## Este notebook es encargado de generar un CSV que consolide todas las pruebas y estandarice los valores de cada columna

In [16]:
import numpy as np
import pandas as pd
import matplotlib.pyplot as plt
%matplotlib inline
import seaborn as sns
import sklearn
from sklearn import preprocessing
import math
import sys

In [17]:
df_1 = pd.read_csv("..//resources//csv//data//sujeto1-rocio-2020-10-25-biometrics.csv")
df_2 = pd.read_csv("..//resources//csv//data//sujeto2-juan-2020-11-01-biometrics.csv")
df_3 = pd.read_csv("..//resources//csv//data//sujeto3-brenda-2020-11-16-biometrics.csv")
df_4 = pd.read_csv("..//resources//csv//data//sujeto4-matias-2020-11-16-biometrics.csv")
df_5 = pd.read_csv("..//resources//csv//data//sujeto5-sebastian-2021-01-05-biometrics.csv")
df_6 = pd.read_csv("..//resources//csv//data//sujeto6-rocio-2021-01-07-biometrics.csv")
# df_7 = pd.read_csv("..//resources//csv//data//sujeto7-seb-2021-03-24-biometrics.csv")
# df_8 = pd.read_csv("..//resources//csv//data//sujeto8-bren-2021-04-04-biometrics.csv")

dfs = [df_1, df_2, df_3, df_5, df_6]

In [18]:
# df_1.head()

In [19]:
def add_prev_values(df, col):
    df.loc[0, f'{col}-4'] = df.loc[0, col]
    df.loc[0, f'{col}-3'] = df.loc[0, col]
    df.loc[0, f'{col}-2'] = df.loc[0, col]
    df.loc[0, f'{col}-1'] = df.loc[0, col]
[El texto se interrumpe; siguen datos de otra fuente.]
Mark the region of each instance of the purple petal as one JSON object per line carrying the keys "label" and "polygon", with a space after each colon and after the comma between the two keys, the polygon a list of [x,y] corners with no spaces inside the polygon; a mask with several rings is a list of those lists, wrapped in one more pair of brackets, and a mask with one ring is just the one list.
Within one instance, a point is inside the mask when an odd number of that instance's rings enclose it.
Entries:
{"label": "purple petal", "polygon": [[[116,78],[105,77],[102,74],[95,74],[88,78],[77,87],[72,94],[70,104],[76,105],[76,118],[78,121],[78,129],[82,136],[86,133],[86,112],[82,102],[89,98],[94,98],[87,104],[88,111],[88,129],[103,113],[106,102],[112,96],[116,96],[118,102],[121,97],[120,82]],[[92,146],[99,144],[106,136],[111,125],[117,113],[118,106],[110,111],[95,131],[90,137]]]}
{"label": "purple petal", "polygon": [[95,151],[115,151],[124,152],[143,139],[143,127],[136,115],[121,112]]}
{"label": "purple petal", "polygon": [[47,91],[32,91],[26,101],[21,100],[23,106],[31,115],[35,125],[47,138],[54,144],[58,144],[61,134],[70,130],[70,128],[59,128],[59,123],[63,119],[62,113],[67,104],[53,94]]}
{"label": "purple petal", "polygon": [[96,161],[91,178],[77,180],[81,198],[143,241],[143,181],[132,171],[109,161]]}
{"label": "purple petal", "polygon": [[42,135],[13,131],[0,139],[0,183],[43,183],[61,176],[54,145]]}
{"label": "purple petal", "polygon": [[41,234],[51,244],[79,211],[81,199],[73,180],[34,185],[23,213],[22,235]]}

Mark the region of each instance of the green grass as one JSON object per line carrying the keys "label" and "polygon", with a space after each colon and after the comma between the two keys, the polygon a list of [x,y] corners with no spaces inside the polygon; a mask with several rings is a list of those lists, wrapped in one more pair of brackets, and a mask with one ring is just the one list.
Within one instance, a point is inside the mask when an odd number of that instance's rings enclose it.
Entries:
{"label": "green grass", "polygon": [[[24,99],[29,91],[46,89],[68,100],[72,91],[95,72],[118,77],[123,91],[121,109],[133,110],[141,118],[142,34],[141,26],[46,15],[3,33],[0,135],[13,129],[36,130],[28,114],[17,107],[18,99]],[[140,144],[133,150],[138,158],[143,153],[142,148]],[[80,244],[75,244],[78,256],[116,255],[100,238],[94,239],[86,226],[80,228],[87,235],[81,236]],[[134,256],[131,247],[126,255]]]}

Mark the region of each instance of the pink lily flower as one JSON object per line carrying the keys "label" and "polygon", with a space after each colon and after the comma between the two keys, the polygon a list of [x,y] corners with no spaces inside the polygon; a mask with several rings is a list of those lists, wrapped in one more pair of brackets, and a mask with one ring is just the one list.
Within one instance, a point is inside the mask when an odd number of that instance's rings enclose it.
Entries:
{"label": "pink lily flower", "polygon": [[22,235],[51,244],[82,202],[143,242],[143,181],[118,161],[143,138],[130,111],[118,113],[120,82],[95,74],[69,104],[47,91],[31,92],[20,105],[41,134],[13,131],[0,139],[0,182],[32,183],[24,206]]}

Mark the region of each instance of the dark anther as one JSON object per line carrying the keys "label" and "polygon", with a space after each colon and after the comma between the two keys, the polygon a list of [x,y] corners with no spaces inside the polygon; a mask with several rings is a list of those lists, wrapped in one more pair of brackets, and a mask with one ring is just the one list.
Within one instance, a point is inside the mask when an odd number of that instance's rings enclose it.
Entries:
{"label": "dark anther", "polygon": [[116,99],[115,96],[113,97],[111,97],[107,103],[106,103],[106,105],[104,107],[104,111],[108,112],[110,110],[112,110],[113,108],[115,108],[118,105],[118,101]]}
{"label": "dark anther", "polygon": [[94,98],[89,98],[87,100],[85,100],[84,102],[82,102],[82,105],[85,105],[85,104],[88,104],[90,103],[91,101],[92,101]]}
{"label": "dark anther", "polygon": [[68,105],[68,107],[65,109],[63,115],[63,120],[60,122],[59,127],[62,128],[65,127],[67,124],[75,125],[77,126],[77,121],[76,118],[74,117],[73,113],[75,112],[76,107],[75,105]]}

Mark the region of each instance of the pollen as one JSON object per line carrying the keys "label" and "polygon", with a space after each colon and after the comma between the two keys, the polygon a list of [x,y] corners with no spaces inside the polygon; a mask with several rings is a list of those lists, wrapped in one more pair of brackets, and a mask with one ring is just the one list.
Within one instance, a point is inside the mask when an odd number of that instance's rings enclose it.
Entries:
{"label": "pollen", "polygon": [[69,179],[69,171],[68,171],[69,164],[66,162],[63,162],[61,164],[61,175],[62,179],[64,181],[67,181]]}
    for i in range(0, len(df)):
        if i >= 4:
            df.loc[i, f'{col}-4'] = df.loc[i-4, col]
            df.loc[i, f'{col}-3'] = df.loc[i-3, col]
            df.loc[i, f'{col}-2'] = df.loc[i-2, col]
            df.loc[i, f'{col}-1'] = df.loc[i-1, col]
        else:
            df.loc[i, f'{col}-4'] = df.loc[i, col]
            df.loc[i, f'{col}-3'] = df.loc[i, col]
            df.loc[i, f'{col}-2'] = df.loc[i, col]
            df.loc[i, f'{col}-1'] = df.loc[i, col]

In [20]:
# Función que determina cuando un sujeto se encuentra en un estado de excitación (1) o relajación (0) dado un valor de arousal.
def isAroused(arousal):
    return 0 if arousal < 5 else 1

# Función que estandariza las columas dadas de un dataframe
def standarize(df):
    df_to_standarize = df.copy()
    
    # Se remueven las mediciones sin estímulo (previas al inicio de estímulos), para no ofuscar el entrenamiento
    filterNoArousalMeasurements = df_to_standarize['ArousalMean'] > 0
    df_to_standarize = df_to_standarize[filterNoArousalMeasurements]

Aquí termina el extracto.